В библиотеке их отыскал перепуганный алтарник, встретивший гостей у ворот. Здесь царил полный кавардак, словно в помещении проходил обыск, — книги изорваны, обложки валяются отдельно, страницы разбросаны по столу. За столом, под немыслимым углом свесив голову на сломанной шее, сидел библиотекарь. Немыслимым для живых, но не для мертвецов. Убийца нашел время поиздеваться, вложив в руки покойника книгу. А чтобы завершить «юмористическую» картину, тварь вырвала у старого библиотекаря глаза.
Молодой служитель шлепнулся на стул напротив покойника и уронил голову на руки.
— Они были моими друзьями, — просто сказал он.
— Они были дураками, если думали, что способны заточить вампира и заставить его плясать под свою дудку.
— Это не так.
— Нет?
— Нет. Настоятель считал, что если мы сумеем изучить бестию, то узнаем ее слабости. Нельзя победить врага, которого не знаешь, так он говорил.

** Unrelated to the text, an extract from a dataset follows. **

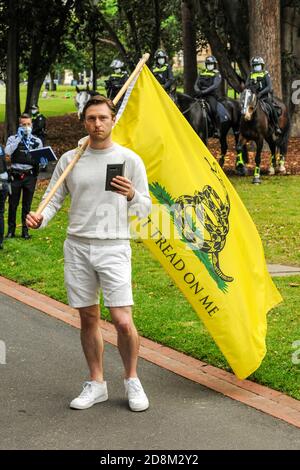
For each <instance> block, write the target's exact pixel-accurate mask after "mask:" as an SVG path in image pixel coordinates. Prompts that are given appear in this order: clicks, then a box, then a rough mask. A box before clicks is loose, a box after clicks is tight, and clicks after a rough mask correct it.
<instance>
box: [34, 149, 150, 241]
mask: <svg viewBox="0 0 300 470" xmlns="http://www.w3.org/2000/svg"><path fill="white" fill-rule="evenodd" d="M74 155H75V150H70V151H69V152H66V153H65V154H64V155H62V157H61V158H60V160H59V161H58V163H57V165H56V168H55V170H54V173H53V175H52V178H51V181H50V183H49V186H48V188H47V190H46V192H45V194H44V196H43V199H44V198H45V197H46V196H47V194H48V193H49V191H50V190H51V188H52V187H53V186H54V184H55V183H56V181H57V180H58V178H59V177H60V175H61V174H62V173H63V171H64V169H65V168H66V167H67V165H68V164H69V163H70V161H71V160H72V159H73V158H74ZM123 162H125V175H124V176H126V177H127V178H128V179H129V180H131V181H132V183H133V186H134V188H135V194H134V197H133V199H132V200H131V201H127V199H126V197H125V196H122V195H121V194H117V193H115V192H113V191H105V180H106V167H107V164H111V163H123ZM67 194H70V196H71V207H70V211H69V225H68V230H67V233H68V235H71V236H76V237H83V238H88V239H110V240H114V239H128V238H130V230H129V216H130V215H137V216H138V217H141V218H143V217H146V216H147V215H148V214H149V213H150V210H151V199H150V196H149V189H148V182H147V175H146V170H145V166H144V163H143V161H142V159H141V158H140V157H139V156H138V155H137V154H136V153H134V152H133V151H131V150H129V149H127V148H125V147H122V146H121V145H118V144H116V143H113V145H112V146H111V147H109V148H108V149H105V150H96V149H92V148H90V147H88V148H87V149H86V151H85V152H84V154H83V155H82V156H81V157H80V159H79V161H78V162H77V163H76V165H75V166H74V168H73V169H72V171H71V172H70V173H69V175H68V176H67V178H66V179H65V181H64V182H63V184H62V185H61V186H60V187H59V189H58V190H57V192H56V193H55V195H54V196H53V198H52V200H51V201H50V203H49V204H48V205H47V207H46V208H45V209H44V210H43V212H42V215H43V217H44V218H43V222H42V225H41V228H43V227H45V226H46V225H47V224H48V222H49V221H50V220H51V219H52V217H53V216H54V215H55V213H56V212H57V211H59V209H60V208H61V206H62V204H63V202H64V199H65V197H66V196H67Z"/></svg>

— Значит, и он был идиотом. Поверь мне, можно победить что угодно и что угодно может победить тебя, но лишь полный тупица приведет в свой дом кровососа, не ожидая от него убийств.
— Но он…
— Никаких «но». Сколько эта тварь находилась здесь?
— Со времен осады.
— Но ведь прошли уже годы.
Служитель кивнул.
— Вам же пришлось кормить его… кровью.
Юноша кивнул снова.
— Гримна тебя побери! Ты что, ничего не понимаешь? Просто находясь тут, он превращал вас всех в монстров. Вы кормили тварь кровью?

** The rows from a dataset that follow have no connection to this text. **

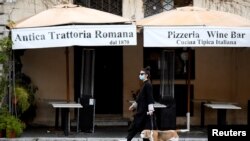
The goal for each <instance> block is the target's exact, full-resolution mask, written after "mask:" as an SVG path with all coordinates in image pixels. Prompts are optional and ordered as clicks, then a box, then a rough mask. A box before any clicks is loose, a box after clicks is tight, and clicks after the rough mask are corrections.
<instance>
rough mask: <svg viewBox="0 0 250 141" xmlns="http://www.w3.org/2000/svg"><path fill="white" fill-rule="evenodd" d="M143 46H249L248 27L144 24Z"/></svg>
mask: <svg viewBox="0 0 250 141" xmlns="http://www.w3.org/2000/svg"><path fill="white" fill-rule="evenodd" d="M144 47H250V27H248V28H247V27H246V28H241V27H227V28H226V27H207V26H186V27H167V26H157V27H156V26H145V27H144Z"/></svg>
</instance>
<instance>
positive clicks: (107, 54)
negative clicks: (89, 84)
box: [94, 47, 123, 114]
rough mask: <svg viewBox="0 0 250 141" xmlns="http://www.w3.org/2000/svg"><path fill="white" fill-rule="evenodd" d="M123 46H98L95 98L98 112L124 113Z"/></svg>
mask: <svg viewBox="0 0 250 141" xmlns="http://www.w3.org/2000/svg"><path fill="white" fill-rule="evenodd" d="M122 54H123V53H122V47H100V48H96V62H95V84H94V98H95V99H96V114H122V109H123V108H122V105H123V104H122V93H123V90H122V88H123V85H122V84H123V83H122V82H123V62H122V58H123V56H122Z"/></svg>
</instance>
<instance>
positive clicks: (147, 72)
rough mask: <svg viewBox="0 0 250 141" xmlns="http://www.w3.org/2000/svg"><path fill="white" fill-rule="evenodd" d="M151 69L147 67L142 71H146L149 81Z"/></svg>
mask: <svg viewBox="0 0 250 141" xmlns="http://www.w3.org/2000/svg"><path fill="white" fill-rule="evenodd" d="M150 69H151V68H150V66H147V67H145V68H143V69H142V71H144V72H145V73H146V74H147V75H148V79H149V78H150V76H151V75H150Z"/></svg>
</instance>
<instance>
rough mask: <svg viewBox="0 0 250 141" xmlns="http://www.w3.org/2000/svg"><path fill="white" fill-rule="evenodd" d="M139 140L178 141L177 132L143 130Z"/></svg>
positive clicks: (171, 130)
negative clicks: (143, 139)
mask: <svg viewBox="0 0 250 141" xmlns="http://www.w3.org/2000/svg"><path fill="white" fill-rule="evenodd" d="M141 138H144V139H149V140H150V141H179V136H178V133H177V130H165V131H160V130H143V131H142V132H141Z"/></svg>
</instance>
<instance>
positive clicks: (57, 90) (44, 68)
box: [22, 48, 74, 125]
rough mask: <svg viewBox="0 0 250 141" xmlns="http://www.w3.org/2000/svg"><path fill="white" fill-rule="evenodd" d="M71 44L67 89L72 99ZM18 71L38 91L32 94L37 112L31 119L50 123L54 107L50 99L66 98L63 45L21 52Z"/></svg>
mask: <svg viewBox="0 0 250 141" xmlns="http://www.w3.org/2000/svg"><path fill="white" fill-rule="evenodd" d="M72 58H73V48H69V74H70V80H69V86H70V87H69V90H70V100H71V101H73V100H74V82H73V78H74V76H73V72H74V69H73V68H74V67H73V59H72ZM22 63H23V68H22V71H23V72H24V73H25V74H27V75H28V76H30V78H31V80H32V81H33V83H34V84H35V85H37V86H38V91H37V93H36V95H35V97H36V102H37V116H36V118H35V120H34V123H37V124H41V123H42V124H45V125H46V124H47V125H53V124H54V116H55V109H53V108H52V106H51V105H50V104H49V102H50V101H55V100H67V93H66V86H67V84H66V82H67V81H66V56H65V48H49V49H31V50H26V51H25V52H24V55H23V56H22Z"/></svg>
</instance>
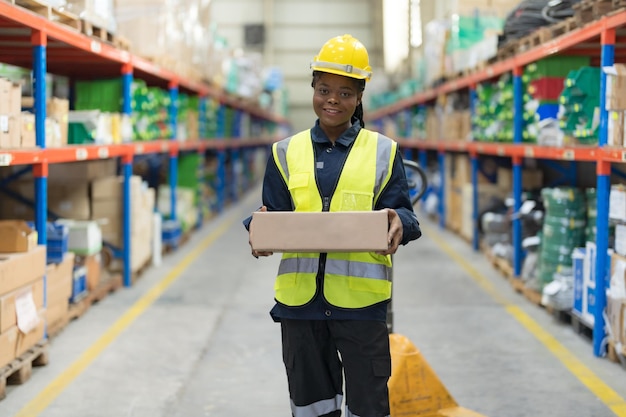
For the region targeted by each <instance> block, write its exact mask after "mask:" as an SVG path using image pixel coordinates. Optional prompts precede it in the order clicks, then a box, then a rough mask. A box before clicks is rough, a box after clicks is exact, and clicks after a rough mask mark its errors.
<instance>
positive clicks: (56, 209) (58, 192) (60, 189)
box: [48, 165, 91, 220]
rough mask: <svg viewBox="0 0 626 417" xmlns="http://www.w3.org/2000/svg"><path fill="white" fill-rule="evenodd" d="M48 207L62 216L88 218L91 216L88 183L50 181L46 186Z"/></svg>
mask: <svg viewBox="0 0 626 417" xmlns="http://www.w3.org/2000/svg"><path fill="white" fill-rule="evenodd" d="M51 166H53V165H51ZM77 178H80V177H77ZM48 207H49V209H50V210H51V211H52V212H53V213H55V214H57V215H58V216H60V217H62V218H66V219H75V220H89V219H90V217H91V204H90V200H89V183H87V182H84V181H80V182H77V181H74V182H65V183H63V184H60V183H58V182H55V183H50V184H49V186H48Z"/></svg>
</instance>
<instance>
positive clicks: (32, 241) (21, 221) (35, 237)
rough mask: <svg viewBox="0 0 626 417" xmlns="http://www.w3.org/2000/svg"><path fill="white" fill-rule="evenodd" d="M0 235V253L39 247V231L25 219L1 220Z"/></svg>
mask: <svg viewBox="0 0 626 417" xmlns="http://www.w3.org/2000/svg"><path fill="white" fill-rule="evenodd" d="M0 236H2V239H0V253H15V252H28V251H30V250H33V249H34V248H35V247H37V231H35V230H33V229H31V228H30V227H29V226H28V224H27V223H26V222H25V221H23V220H1V221H0Z"/></svg>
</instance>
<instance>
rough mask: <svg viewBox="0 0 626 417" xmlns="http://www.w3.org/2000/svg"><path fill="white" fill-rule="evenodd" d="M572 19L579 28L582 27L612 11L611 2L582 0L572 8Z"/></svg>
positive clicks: (577, 3)
mask: <svg viewBox="0 0 626 417" xmlns="http://www.w3.org/2000/svg"><path fill="white" fill-rule="evenodd" d="M572 8H573V9H574V18H575V19H576V23H578V25H579V26H584V25H586V24H588V23H591V22H593V21H595V20H598V19H600V18H601V17H603V16H605V15H607V14H609V13H611V12H612V11H613V10H614V7H613V0H583V1H581V2H580V3H576V4H574V5H573V6H572Z"/></svg>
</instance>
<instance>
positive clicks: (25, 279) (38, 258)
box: [0, 245, 46, 294]
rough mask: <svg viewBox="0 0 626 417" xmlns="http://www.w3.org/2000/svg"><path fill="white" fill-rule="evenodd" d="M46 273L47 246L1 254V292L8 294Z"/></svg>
mask: <svg viewBox="0 0 626 417" xmlns="http://www.w3.org/2000/svg"><path fill="white" fill-rule="evenodd" d="M45 273H46V246H45V245H38V246H37V247H36V248H35V249H33V250H31V251H28V252H21V253H11V254H4V253H3V254H0V294H7V293H9V292H11V291H14V290H17V289H18V288H20V287H23V286H24V285H26V284H28V283H30V282H33V281H35V280H36V279H37V278H40V277H42V276H44V274H45Z"/></svg>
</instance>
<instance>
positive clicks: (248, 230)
mask: <svg viewBox="0 0 626 417" xmlns="http://www.w3.org/2000/svg"><path fill="white" fill-rule="evenodd" d="M257 211H267V207H266V206H262V207H261V208H260V209H259V210H257ZM253 223H254V220H252V222H251V223H250V228H249V230H248V236H249V235H250V230H252V227H253ZM248 244H249V245H250V248H252V242H250V239H249V238H248ZM273 254H274V252H268V251H258V250H254V249H252V256H254V257H255V258H257V259H259V256H271V255H273Z"/></svg>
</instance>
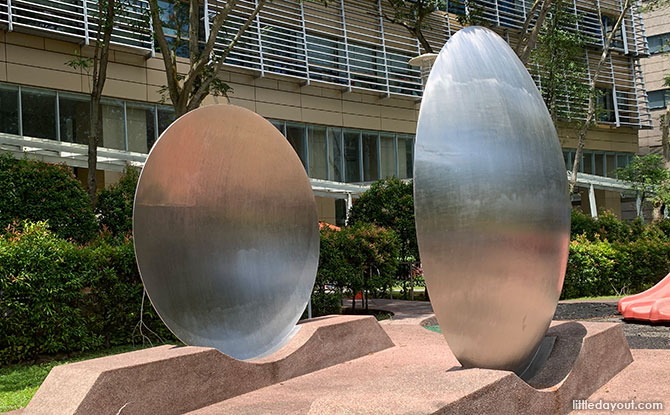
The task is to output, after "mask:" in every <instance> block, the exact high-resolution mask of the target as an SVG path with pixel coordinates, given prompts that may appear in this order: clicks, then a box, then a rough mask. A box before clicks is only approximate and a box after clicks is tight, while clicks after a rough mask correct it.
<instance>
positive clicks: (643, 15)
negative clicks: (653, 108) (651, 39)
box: [640, 7, 670, 154]
mask: <svg viewBox="0 0 670 415" xmlns="http://www.w3.org/2000/svg"><path fill="white" fill-rule="evenodd" d="M643 19H644V25H645V30H646V32H647V36H654V35H658V34H661V33H667V32H670V7H666V8H663V9H660V10H655V11H653V12H646V13H644V14H643ZM640 63H641V64H642V71H643V73H644V80H645V84H646V87H647V91H656V90H659V89H664V88H668V87H667V86H664V85H663V82H664V76H665V75H670V53H662V54H657V55H652V56H650V57H649V58H645V59H642V60H641V61H640ZM663 113H664V110H663V109H656V110H652V111H651V116H652V120H653V123H654V129H653V130H641V131H640V153H642V154H646V153H650V152H651V153H660V152H661V148H660V146H661V131H660V122H659V117H660V116H661V115H662V114H663Z"/></svg>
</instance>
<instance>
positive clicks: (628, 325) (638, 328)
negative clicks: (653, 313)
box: [554, 301, 670, 349]
mask: <svg viewBox="0 0 670 415" xmlns="http://www.w3.org/2000/svg"><path fill="white" fill-rule="evenodd" d="M554 320H582V321H583V320H588V321H606V322H615V323H622V324H623V331H624V333H625V334H626V338H627V339H628V344H629V345H630V347H631V349H670V323H666V324H649V323H643V322H638V321H625V320H623V319H622V318H621V314H619V312H618V311H617V305H616V302H614V301H612V302H561V303H559V304H558V307H557V308H556V314H554Z"/></svg>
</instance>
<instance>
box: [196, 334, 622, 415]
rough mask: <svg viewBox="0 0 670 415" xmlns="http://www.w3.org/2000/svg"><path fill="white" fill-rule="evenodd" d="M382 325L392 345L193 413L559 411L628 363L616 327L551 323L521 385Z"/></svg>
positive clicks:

— Нашей собственной. Пускали себе кровь и кормили.
— Вы приучили его к своей крови? Своей собственной?! И держали зверя всего в пятнадцати футах под собой, молясь своему драгоценному богу? Послушай, даже Сэмми не столь наивен, чтобы полагать, что это хорошая идея. Теперь вы расплачиваетесь за свою дурость. Ну и что, оно того стоило? Когда тварь сломает тебе шею, чтобы добраться до большой артерии, пульсирующей на твоем горле, спроси себя — стоило?
Между ними повисло молчание, тяжелое от правдивости брошенных дварфом слов. Зверя нельзя держать в клетке вечно. В какой-то момент он вырвется на волю.
Молодой служитель встал и обошел мертвого библиотекаря, топча листы древних рукописей. Каллад смотрел на серьезного юношу. Из высокого витражного окна на дальней стене библиотеки лился свет, бросая на лицо молодого человека пятна желтого, красного, зеленого и других болезненно ярких цветов.
Когда юноша заговорил, в его глазах стояли слезы.